Un spot ayant la forme d'un dessin animé montre un homme qui se promène dans la rue avec un porte-documents dans la main gauche et un journal dans la main droite. Soudainement, un oiseau apparaît et commence à voler au-dessus de l'homme. L'oiseau se soulage sur son manteau. L'homme prend un mouchoir de la poche de son manteau pour essuyer les saletés et le remet dans sa poche. Ensuite, l'homme ouvre son porte-documents et en sort une cannette de la marque. En se promenant, il boit la cannette et la jette enfin par-dessus son épaule. Soudainement, des ailes apparaissent sur le dos de l'homme et il s'envole. Il s'en va voler au-dessus de l'oiseau et ouvre la ceinture de son pantalon. L'oiseau sursaute et pousse un cri.
Texte en bas de l'image de la boîte Red Bull + voix masculine: “Red Bull te donne des aaailes”.
L'annonceur a fait valoir que ce spot fait partie d'une série s'élevant en ce moment à 40 spots publicitaires, qui sont tous basés sur des contes ou des fables et qui présentent tous un point commun : les ailes leur font prendre une tournure inattendue.
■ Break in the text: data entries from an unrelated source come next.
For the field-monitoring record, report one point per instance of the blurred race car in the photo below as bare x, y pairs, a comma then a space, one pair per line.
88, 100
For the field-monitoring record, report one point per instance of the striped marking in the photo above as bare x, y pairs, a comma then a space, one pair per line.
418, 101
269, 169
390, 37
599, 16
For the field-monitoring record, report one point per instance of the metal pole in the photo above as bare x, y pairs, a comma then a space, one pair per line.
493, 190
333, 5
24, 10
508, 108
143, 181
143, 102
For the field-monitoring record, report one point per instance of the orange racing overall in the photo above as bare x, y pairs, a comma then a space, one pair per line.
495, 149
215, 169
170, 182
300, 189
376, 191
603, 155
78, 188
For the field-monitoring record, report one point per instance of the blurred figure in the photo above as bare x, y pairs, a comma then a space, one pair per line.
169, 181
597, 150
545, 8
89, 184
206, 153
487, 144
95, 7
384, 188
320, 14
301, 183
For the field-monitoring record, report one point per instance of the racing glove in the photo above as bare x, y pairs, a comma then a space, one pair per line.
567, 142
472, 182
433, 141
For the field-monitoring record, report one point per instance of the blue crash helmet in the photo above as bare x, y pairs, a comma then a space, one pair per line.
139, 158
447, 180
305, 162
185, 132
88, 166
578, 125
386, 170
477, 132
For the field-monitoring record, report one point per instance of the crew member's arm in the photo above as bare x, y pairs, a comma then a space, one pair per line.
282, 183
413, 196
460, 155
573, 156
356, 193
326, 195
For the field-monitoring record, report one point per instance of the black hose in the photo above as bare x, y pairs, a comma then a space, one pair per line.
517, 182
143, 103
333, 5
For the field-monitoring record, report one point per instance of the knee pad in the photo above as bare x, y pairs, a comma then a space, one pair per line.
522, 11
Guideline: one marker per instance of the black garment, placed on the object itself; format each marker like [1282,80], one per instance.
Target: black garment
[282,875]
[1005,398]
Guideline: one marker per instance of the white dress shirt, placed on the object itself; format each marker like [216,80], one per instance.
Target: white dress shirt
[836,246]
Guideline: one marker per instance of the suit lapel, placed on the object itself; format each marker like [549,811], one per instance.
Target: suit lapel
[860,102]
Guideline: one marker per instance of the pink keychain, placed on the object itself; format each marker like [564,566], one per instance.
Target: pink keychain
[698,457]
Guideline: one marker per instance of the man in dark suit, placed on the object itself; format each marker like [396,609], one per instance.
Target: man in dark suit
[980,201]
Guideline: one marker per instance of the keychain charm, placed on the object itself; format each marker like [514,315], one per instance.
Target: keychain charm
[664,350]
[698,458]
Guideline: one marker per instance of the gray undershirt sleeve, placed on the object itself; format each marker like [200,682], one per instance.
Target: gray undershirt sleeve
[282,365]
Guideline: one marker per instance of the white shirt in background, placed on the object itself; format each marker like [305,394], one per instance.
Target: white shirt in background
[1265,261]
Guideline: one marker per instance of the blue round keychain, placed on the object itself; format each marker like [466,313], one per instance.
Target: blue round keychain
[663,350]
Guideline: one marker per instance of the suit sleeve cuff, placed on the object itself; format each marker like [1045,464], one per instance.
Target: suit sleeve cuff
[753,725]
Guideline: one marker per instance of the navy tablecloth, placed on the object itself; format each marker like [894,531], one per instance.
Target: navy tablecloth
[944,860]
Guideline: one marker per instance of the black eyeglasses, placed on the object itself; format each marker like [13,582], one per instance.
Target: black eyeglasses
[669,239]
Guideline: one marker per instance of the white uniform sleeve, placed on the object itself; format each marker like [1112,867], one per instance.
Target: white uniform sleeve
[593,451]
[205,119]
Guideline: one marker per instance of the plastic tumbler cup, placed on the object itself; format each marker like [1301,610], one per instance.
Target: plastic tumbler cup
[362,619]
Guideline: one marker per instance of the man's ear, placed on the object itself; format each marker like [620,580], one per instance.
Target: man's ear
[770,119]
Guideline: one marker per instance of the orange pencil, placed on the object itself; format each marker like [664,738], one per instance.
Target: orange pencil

L'histoire avec le pigeon est basée sur une situation malheureusement familière pour la plupart des gens qui souhaiteraient ne pas être si impuissants dans un tel moment de frustration. C'est là que l'histoire trouve un tournant évident, grâce à Red Bull. L'annonceur a précisé qu'il réalise des films d'animation pour adultes depuis déjà plus de 15 ans et que le consommateur se rend généralement bien compte que les spots publicitaires ne doivent pas être pris au premier degré. Il a souligné que les spots n'encouragent jamais un comportement spécifique et n'ont pas non plus pour objectif d'éduquer le spectateur. Le but est d'amuser le spectateur et, au moyen d'un clin d'œil, de renvoyer à ce qu'il ou elle peut accomplir à l'aide des ailes Red Bull.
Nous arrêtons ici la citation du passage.